Automatically creating a visualization in Excel.
The best visualization to use often depends on the type of data we want to show.
Histograms show the “spread” of a single numeric variable
Scatter plots are used to represent two numeric variables
Bar charts show one numeric and one categorical variable
Line graphs are best for numeric data over time
We can represent a third variable using aesthetics like color, size, or shape. Some aesthetics are objectively better than others.
It’s important to take the time to polish and refine visualizations.
Visual hierarchy ensures that data and elements do not compete for attention
Legibility ensures clean, easy-to-read text
Chartjunk is visual clutter that are unnecessary and obfuscate clarity
Meaning ensures that everything in your chart is significant to the viewer
Labeling provides contextualizing information to support your data overall
Conventions leverage “common sense” to make visualizations easier to interpret
Respect your audience’s time and intelligence to avoid visual deception
Annotation is added contextualizing information for a specific data point
Decluttering a visualization by removing chartjunk.
Before we conclude, let’s leave you with some data analytic musings to marinate.
There’s something to be said about the data you’ve used to practice these techniques. Most analyses require some summary decision(s) on the part of the analyst, her- or himself, to process (i.e. clean and manipulate) data before looking for insights. This can have a significant effect on insights gleaned from an analysis.
For example, you may have noticed that in “The Largest Vocabulary in Hip Hop” (Daniels, 2019), Notorious B.I.G. isn’t in the data set, despite “Juicy” being the top-rated track in “The Greatest Hip-Hop Songs of All Time” (Brown, 2020). Why? Well, as the author notes:
Quite a few rappers don’t have enough official material to be included
“Biggie” is the first artist the author provides as an example. Due to the cutoff at 35,000 words, we exclude, arguably, one of the greatest hip hop artists of all time - likely because Christopher Wallace, a.k.a. Biggie Smalls, passed away at the age of 24.

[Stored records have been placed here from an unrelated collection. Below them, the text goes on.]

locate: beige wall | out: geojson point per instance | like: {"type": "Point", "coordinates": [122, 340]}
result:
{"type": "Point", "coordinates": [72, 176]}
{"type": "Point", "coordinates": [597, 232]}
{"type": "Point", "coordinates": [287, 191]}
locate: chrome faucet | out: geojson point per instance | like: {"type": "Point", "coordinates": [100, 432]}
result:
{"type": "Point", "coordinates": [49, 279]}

In other cases, a “bag of words” analysis on lyrical diversity can have different shortcomings. Must lyrics be in English to “count” as unique? Or are out-of-dictionary words ignored? What about foreign words? For example:
Who’s the one you call Mr. Macho the head honcho?

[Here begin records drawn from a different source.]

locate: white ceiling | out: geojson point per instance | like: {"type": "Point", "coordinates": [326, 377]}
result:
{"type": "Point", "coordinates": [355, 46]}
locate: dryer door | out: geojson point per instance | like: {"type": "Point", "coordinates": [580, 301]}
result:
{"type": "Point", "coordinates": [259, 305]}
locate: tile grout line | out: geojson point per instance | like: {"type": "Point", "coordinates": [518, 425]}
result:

…asked by The Notorious B.I.G. in “Dead Wrong”. Here, hanchō comes from the Japanese words for “group” (han) and “leader” (chō). Similarly, Afrika Bambaataa’s “Planet Rock” also uses Japanese:
Everybody say, ‘ichi, ni, san, shi’
That is, “one, two, three, four”. If, indeed, only English words are excluded, this makes hip hop artists like Immortal Technique all the more impressive, since a number of his tracks combine English and Spanish, e.g. “No Me Importa” from his debut album, Revolutionary Vol. 1.
Moreover, what of heavily modified words, alliteration, or references, frequently used by artists like Snoop Dogg or Das EFX, e.g. in “They Want EFX”?
Bum stiggedy bum stiggedy bum, hon, I got the old pa-rum-pum-pum-pum.
Are these nonsense words? Not really - as “pa-rum-pum-pum-pum” alludes to “Little Drummer Boy” - an alliteration repeated by Big Punisher in “Whatcha Gonna Do?”.
For better or worse, you can ply data analytics not only to challenge conclusions but to challenge the analysis and source data, as well. Feel free to find the potential flaws or shortcomings in our practice data and reach your own conclusions.
Before parting, it would be valuable to summarize some important takeaways.
Beneath every great visualization is a robust, accurate, well-formatted data set
Like visualization itself, statistics concisely summarize your data
Great data visualization conveys one or more “big ideas”; discuss ideas, not visualizations
It doesn’t hurt to be easy on the eyes, but visualization must be efficient - not pretty
Just ten minutes of polish can vastly improve a visualization’s clarity
Visualization is always persuading, regardless of how objective you try to remain
Lastly, remember that visualization not only represents data, it represents you, your work, and the degree of respect you have for your audience.